Producing Double Discrimination saw many fingers pointed at Rinkoo who at the time, questioned whether he’d done the right thing in opening Pandora’s Box.

“Once the documentary was released, I expected more job opportunities and that people would see this as a positive, but I ended up having to go to the job centre and move back with my parents. That left me questioning if I’d made the right decision to talk about racism at that time because it affected my life massively.”

Rinkoo’s experiences have increased his concerns for younger Deaf people who are outspoken about discrimination on social media, but he encourages them to continue calling it out.

Tired of educating friends 

Exhaustion is a familiar feeling amongst everyone who shared their experiences. They’re especially tired of being told racism is all in their heads while, ironically, having the burden of educating their friends. 

“Why can’t I be here as your friend, not your educator?” Serena*, 23, asks. “There are amazing BAME Deaf creators online and they share fabulous resources regarding racism. Deaf schools need to start educating children about racism. Encourage them to ask questions to BAME Deaf creators and use this knowledge to educate themselves and their peers.”

As the only black person in her friendship group, this can be the very reason her friends don’t believe their comments or actions could be racist because “they have black friends like me,” she says, “I don’t think my Deaf friends see me as black because we’re experiencing the same struggles being deaf in the hearing world.

“One time my friend commented on another black woman’s hair about her wig being fake and trying to be like a white girl. As a black woman, I had to say something, but I was actually scared of being labelled as ‘playing the race card’. When I explained, she said, ‘oh, this is the same experience as me being a deaf person’. This happens a lot. I believe white Deaf people will only change when they understand the difference between racism and ableism.”

As someone who has experienced both casual racism from Deaf people and audism discrimination from hearing people – Nadeem doesn’t believe in the idea of waiting until people are ready to change. “We should be moving forward and if issues arise, we can resolve them by creating new support groups while moving forward…but the number of allies is incredible and the social media posts are non-stop in educating others to be better. I’ve had so many messages asking, ‘how can I be better?’ and it’s touched me that people want to evolve and improve their knowledge to bridge the gap between us.”
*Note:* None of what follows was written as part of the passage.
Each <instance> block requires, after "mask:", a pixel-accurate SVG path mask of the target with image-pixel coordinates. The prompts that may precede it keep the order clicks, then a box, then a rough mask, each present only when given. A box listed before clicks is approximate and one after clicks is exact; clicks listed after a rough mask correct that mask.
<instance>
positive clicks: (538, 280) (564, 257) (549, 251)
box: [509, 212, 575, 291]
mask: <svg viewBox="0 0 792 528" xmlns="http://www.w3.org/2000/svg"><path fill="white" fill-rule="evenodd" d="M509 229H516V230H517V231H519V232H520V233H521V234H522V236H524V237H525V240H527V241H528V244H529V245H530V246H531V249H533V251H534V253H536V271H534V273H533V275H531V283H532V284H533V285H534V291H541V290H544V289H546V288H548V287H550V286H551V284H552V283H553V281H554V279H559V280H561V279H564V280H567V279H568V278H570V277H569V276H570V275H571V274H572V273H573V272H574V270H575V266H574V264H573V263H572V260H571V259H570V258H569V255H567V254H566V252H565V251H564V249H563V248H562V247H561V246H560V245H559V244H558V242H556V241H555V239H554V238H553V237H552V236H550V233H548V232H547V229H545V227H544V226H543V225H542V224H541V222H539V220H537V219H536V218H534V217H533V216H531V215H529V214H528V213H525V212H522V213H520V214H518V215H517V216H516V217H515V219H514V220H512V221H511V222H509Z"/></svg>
In Double Discrimination, then chairman of the British Deaf Association, the late Dr Terry Riley, said the organisation couldn’t fight racism alone and needed evidence of what was happening. Well, this is it again – six years later. Deaf PoC haven’t just begun to share the reality of being a minority within a minority and neither is the Deaf community colourblind. But as we enter a new civil rights movement, their courage is growing while their patience wears thin. They demand respect and to be listened to, better cultural education in Deaf schools, more research and real action from Deaf organisations if they’re serious about dismantling racism in the Deaf community and the bullying culture alongside it.